Hace algunos años, viajé a la ciudad de Houston en compañía de una cantadora nacida en la parte baja de los Montes de María.
Salimos muy temprano del aeropuerto Rafael Núñez de Cartagena vía ciudad Panamá. Debíamos esperar tres horas para abordar nuestro vuelo, pero, tras el anunció de “problemas técnicos”, el tiempo se duplicó.
A eso de la una de la tarde, el hambre comenzó a reclamarnos.
Abordamos. Luego de media hora de vuelo, el “almuerzo” ofrecido por la aerolínea se perdía entre bellas bandejitas de porcelana, recipientes de pasta dura, empaques de plástico, lujosos cubiertos de acero inoxidable con logos en su mango, y servilletas de variados tamaños.
Lo único que produjo aquel bocado, fue la reacción contraria.
Fueron 2.849 kilómetros, recorridos en 4 horas y 8 minutos, pensando en que al llegar a Houston comeríamos algo delicioso. Nada.
Un conductor afro cuya musicalidad al hablar era un encanto sonoro, nos recibió en el aeropuerto. Al instante comunicó que el hotel estaba a dos horas de viaje. La última esperanza era un restaurante en el hotel. Nos registramos, preguntamos por el restaurante: “Atiende hasta las 9:30 de la noche, no tenemos servicio a la habitación. “We really sorry, sir”, dijo la encargada al entregar las llaves de las habitaciones.
Ante tal desilusión, la cantadora soltó la siguiente frase: “Bueno, pero entonces salgamos a caminar por ahí, y busquemos una mesa ‘e fritos”.

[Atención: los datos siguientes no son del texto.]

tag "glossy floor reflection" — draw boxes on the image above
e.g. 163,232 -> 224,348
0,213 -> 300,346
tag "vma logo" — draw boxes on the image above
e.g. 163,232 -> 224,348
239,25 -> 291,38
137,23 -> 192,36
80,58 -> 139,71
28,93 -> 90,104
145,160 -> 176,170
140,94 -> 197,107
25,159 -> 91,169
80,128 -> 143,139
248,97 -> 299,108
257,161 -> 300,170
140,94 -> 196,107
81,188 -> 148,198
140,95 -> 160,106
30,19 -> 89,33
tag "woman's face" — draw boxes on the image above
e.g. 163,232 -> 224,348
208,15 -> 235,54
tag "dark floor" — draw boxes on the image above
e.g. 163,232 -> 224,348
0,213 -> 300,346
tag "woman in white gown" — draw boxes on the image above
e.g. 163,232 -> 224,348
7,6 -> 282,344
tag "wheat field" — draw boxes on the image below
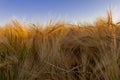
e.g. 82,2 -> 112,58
0,12 -> 120,80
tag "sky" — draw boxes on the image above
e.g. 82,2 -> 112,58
0,0 -> 120,25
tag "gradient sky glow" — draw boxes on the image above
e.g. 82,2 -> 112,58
0,0 -> 120,25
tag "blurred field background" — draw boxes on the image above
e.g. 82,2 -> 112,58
0,12 -> 120,80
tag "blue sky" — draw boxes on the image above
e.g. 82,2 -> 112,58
0,0 -> 120,25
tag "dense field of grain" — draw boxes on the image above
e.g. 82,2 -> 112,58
0,13 -> 120,80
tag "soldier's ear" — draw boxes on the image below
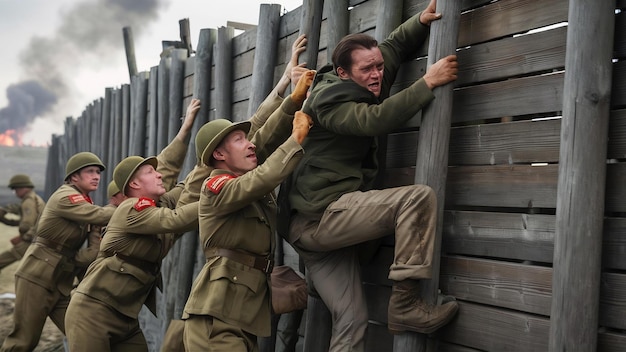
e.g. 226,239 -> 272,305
212,148 -> 226,162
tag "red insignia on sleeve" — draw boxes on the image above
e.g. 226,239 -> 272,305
206,174 -> 235,194
68,194 -> 87,204
134,197 -> 156,211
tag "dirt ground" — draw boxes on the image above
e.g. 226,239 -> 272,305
0,222 -> 65,351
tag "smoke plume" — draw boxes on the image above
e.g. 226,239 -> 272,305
0,0 -> 168,144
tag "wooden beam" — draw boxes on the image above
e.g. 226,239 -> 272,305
123,26 -> 138,79
299,0 -> 324,69
247,4 -> 281,118
215,26 -> 234,121
408,0 -> 462,351
549,0 -> 616,350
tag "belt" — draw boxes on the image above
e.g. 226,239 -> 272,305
101,250 -> 160,275
205,247 -> 274,274
34,237 -> 76,258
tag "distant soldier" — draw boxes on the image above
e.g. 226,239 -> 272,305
0,152 -> 115,352
0,174 -> 45,274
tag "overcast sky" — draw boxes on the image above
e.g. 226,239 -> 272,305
0,0 -> 303,146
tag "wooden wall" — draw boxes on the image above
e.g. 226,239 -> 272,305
43,0 -> 626,351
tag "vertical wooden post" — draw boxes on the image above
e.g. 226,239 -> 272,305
123,26 -> 138,79
168,49 -> 188,142
247,4 -> 281,118
549,1 -> 615,350
215,26 -> 234,121
121,84 -> 131,158
403,1 -> 461,351
157,56 -> 171,152
101,88 -> 112,180
192,28 -> 216,128
130,71 -> 149,156
147,66 -> 159,156
325,0 -> 349,63
299,0 -> 324,69
179,19 -> 193,55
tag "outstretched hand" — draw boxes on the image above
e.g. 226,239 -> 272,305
286,34 -> 307,80
292,111 -> 313,145
176,98 -> 201,142
420,0 -> 442,26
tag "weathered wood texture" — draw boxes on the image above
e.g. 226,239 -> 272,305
43,0 -> 626,351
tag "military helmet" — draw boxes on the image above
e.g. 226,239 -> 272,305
64,152 -> 105,181
106,180 -> 120,199
8,174 -> 34,189
198,119 -> 251,166
113,156 -> 158,196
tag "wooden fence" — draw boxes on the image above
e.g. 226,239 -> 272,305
43,0 -> 626,351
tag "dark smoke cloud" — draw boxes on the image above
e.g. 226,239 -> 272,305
0,81 -> 57,132
1,0 -> 169,135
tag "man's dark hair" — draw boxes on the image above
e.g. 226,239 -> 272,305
331,33 -> 379,73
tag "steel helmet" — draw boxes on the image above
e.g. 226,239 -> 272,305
106,180 -> 120,199
64,152 -> 105,181
8,174 -> 34,189
197,119 -> 251,166
113,156 -> 158,196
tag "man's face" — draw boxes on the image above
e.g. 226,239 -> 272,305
72,166 -> 102,194
338,46 -> 385,97
129,164 -> 165,200
13,187 -> 30,199
214,130 -> 257,176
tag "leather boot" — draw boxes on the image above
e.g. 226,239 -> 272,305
388,280 -> 459,334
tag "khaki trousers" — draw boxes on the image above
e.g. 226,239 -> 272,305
289,185 -> 437,352
65,293 -> 147,352
183,315 -> 258,352
0,240 -> 29,272
0,277 -> 69,352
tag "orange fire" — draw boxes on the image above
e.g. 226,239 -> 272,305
0,129 -> 23,147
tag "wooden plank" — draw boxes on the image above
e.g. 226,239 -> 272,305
438,341 -> 483,352
365,323 -> 393,352
608,109 -> 626,160
614,10 -> 625,59
437,302 -> 550,351
599,272 -> 626,330
452,72 -> 564,124
440,256 -> 552,316
456,25 -> 566,86
456,0 -> 569,48
606,163 -> 626,212
442,211 -> 555,263
598,331 -> 626,352
363,283 -> 391,324
386,118 -> 561,168
611,60 -> 626,108
603,218 -> 626,270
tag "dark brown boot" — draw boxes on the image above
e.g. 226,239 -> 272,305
388,280 -> 459,334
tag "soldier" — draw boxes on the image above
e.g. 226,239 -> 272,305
64,155 -> 200,352
181,108 -> 312,351
0,152 -> 115,352
0,174 -> 45,274
280,0 -> 459,350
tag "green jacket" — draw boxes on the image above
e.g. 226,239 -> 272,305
16,184 -> 115,296
286,12 -> 435,218
183,136 -> 304,337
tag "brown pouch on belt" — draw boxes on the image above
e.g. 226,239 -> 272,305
271,265 -> 307,315
9,236 -> 22,246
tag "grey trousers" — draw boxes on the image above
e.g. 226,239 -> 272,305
288,185 -> 437,352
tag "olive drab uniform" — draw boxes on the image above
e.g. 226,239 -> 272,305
0,189 -> 45,272
182,127 -> 304,351
0,184 -> 115,352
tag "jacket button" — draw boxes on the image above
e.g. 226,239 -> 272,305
233,276 -> 238,281
120,267 -> 125,272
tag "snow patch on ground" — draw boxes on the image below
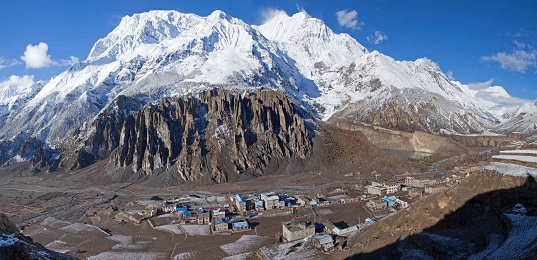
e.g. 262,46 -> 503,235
482,214 -> 537,258
182,224 -> 211,236
258,241 -> 321,260
220,235 -> 270,256
155,224 -> 183,235
59,223 -> 97,233
500,149 -> 537,155
45,240 -> 71,254
88,252 -> 167,260
40,217 -> 71,228
468,232 -> 503,260
492,154 -> 537,163
222,252 -> 252,260
136,200 -> 162,208
106,234 -> 146,250
173,251 -> 199,260
484,162 -> 537,177
107,234 -> 132,244
314,208 -> 333,215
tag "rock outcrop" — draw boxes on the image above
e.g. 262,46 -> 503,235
71,89 -> 312,184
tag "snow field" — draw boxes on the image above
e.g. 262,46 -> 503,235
492,155 -> 537,163
155,224 -> 183,235
219,235 -> 270,256
485,162 -> 537,177
87,252 -> 167,260
484,214 -> 537,258
181,224 -> 211,236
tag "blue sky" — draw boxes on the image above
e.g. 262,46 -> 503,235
1,0 -> 536,100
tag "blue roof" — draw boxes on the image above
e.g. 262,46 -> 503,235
214,218 -> 228,225
381,196 -> 395,205
234,194 -> 244,202
232,221 -> 249,228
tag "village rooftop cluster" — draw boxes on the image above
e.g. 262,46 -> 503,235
108,165 -> 476,254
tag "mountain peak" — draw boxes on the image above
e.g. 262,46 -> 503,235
208,9 -> 228,20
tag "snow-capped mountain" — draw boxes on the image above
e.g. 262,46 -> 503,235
0,9 -> 534,165
7,10 -> 308,146
0,76 -> 44,126
499,102 -> 537,134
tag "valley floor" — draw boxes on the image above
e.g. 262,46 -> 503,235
1,135 -> 536,259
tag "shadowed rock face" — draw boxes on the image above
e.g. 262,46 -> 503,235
74,89 -> 312,183
0,213 -> 75,260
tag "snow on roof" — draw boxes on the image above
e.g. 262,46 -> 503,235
333,226 -> 358,235
314,234 -> 333,244
264,196 -> 279,201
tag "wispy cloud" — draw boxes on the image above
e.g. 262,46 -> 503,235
466,79 -> 530,117
0,57 -> 22,70
481,41 -> 537,73
259,8 -> 288,24
336,9 -> 362,30
20,42 -> 79,69
367,31 -> 388,44
60,56 -> 79,66
446,71 -> 455,81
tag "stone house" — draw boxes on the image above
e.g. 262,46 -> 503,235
281,221 -> 314,242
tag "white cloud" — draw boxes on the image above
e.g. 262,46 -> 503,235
60,55 -> 79,66
467,79 -> 496,91
295,4 -> 309,16
0,57 -> 22,70
259,8 -> 288,24
446,71 -> 455,81
481,41 -> 537,73
367,31 -> 388,44
466,79 -> 530,118
21,42 -> 57,69
19,42 -> 79,69
336,9 -> 362,30
0,75 -> 35,89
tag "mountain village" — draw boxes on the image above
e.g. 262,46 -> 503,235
107,162 -> 485,254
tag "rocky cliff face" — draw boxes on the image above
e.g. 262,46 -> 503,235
70,89 -> 312,184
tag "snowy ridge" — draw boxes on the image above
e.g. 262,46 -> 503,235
498,102 -> 537,134
0,9 -> 535,162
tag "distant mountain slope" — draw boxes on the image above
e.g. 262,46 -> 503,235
0,9 -> 534,165
499,102 -> 537,134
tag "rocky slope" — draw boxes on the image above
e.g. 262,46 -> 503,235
0,213 -> 75,260
62,89 -> 312,184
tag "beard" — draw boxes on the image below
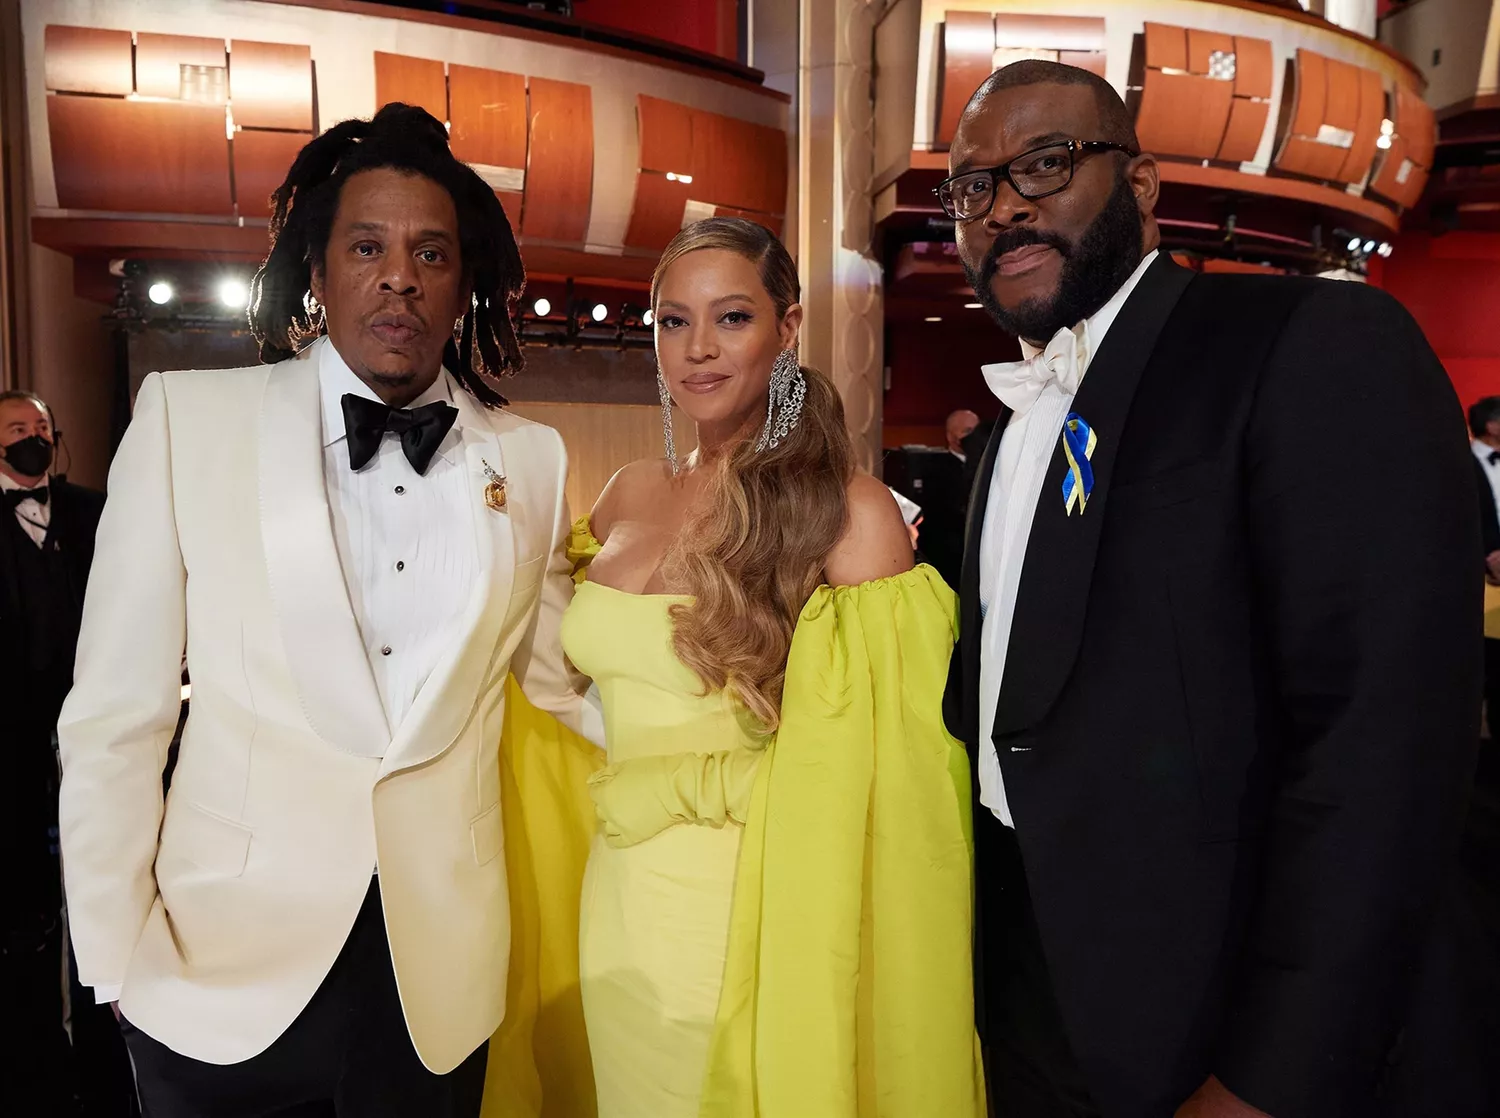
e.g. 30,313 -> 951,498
963,175 -> 1145,344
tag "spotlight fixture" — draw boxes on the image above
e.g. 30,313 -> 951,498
533,297 -> 552,318
665,172 -> 695,185
1347,236 -> 1362,252
1363,239 -> 1377,254
1377,242 -> 1394,258
642,309 -> 655,326
217,278 -> 248,309
147,281 -> 174,305
925,316 -> 942,323
591,303 -> 608,323
963,302 -> 982,309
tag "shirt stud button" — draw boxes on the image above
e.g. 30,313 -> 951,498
395,561 -> 405,572
394,485 -> 406,495
381,645 -> 392,656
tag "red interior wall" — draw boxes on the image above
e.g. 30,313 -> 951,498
573,0 -> 736,60
1374,232 -> 1500,414
883,318 -> 1020,445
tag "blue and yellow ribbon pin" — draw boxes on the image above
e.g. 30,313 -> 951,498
1060,413 -> 1097,516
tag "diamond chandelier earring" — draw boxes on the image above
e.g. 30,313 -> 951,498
755,347 -> 807,453
657,366 -> 680,476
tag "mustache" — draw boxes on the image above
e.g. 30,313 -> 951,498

De esa mesa de fritos, esa que te salva en una calle, que aparece en una esquina con su variedad de frituras fue uno de los temas desarrollado por los escritores Alberto Salcedo Ramos y Daniel Samper Pizano, durante el Festival del frito cartagenero. Si de comida se trata, ambos tuvieron columnas que se llamaron: Limonada de coco (Alberto) y Postre de notas (Daniel)
Alberto Salcedo reconoció en la mesa de fritos una forma de resistencia, una forma de trabajo digno. Matronas que encantan el paladar de su clientela. Recordó que en torno a la mesa de frito, brota la confianza. “Uno llega y comienza a pedir —dice—, come, pide otra, y así. Y al final, al momento de pagar, la misma doña que te entregó los fritos, pregunta ‘¿Qué te comiste, papi?’ Entonces uno dice, dos caribañolas, una empanada, una arepa e’ huevo, y una chicha de maíz”. Nada se discute. El cronista advierte que si hubiera más mesas de fritos en el país, seguramente aprenderíamos a ser más honestos.
Daniel Samper Pizano por su parte, reconoció que en la comida está la unión del pueblo latinoamericano. Los nombres de los fritos cambian, pero los ingredientes son muy similares, el maíz une a nuestros países. Si bien las fritangas del Caribe y las del interior son muy diferentes, los conceptos son parecidos. “Hay carnes de todo tipo, algunas de origen incierto, hay papa chorreada, chicharrones, morcillas, longaniza, chunchullo, panza, ubre, orejas de puerco, de todo”.
Alberto Salcedo destacó que la comida es también una forma de aproximación periodística con sus personajes, porque al momento de comer, los sabores te remiten a la infancia, a momentos específicos de la vida, a la madre que los preparaba. Detalles que enriquecen sus crónicas. “A veces, invito a comer a mis personajes, vamos a un restaurante y ahí ya es otra persona”.
Daniel Samper Pizano amante de la literatura, y como miembro de la Real Academia, reconoció que más allá de las correcciones, si es “carimañola” o “caribañola”, “empanada” o “arepa de huevo”, hay una riqueza popular, una tradición que se hereda, y que debe ser parte de las búsquedas del periodismo cultural, indagar en los misterios del fogón y la paila con aceite.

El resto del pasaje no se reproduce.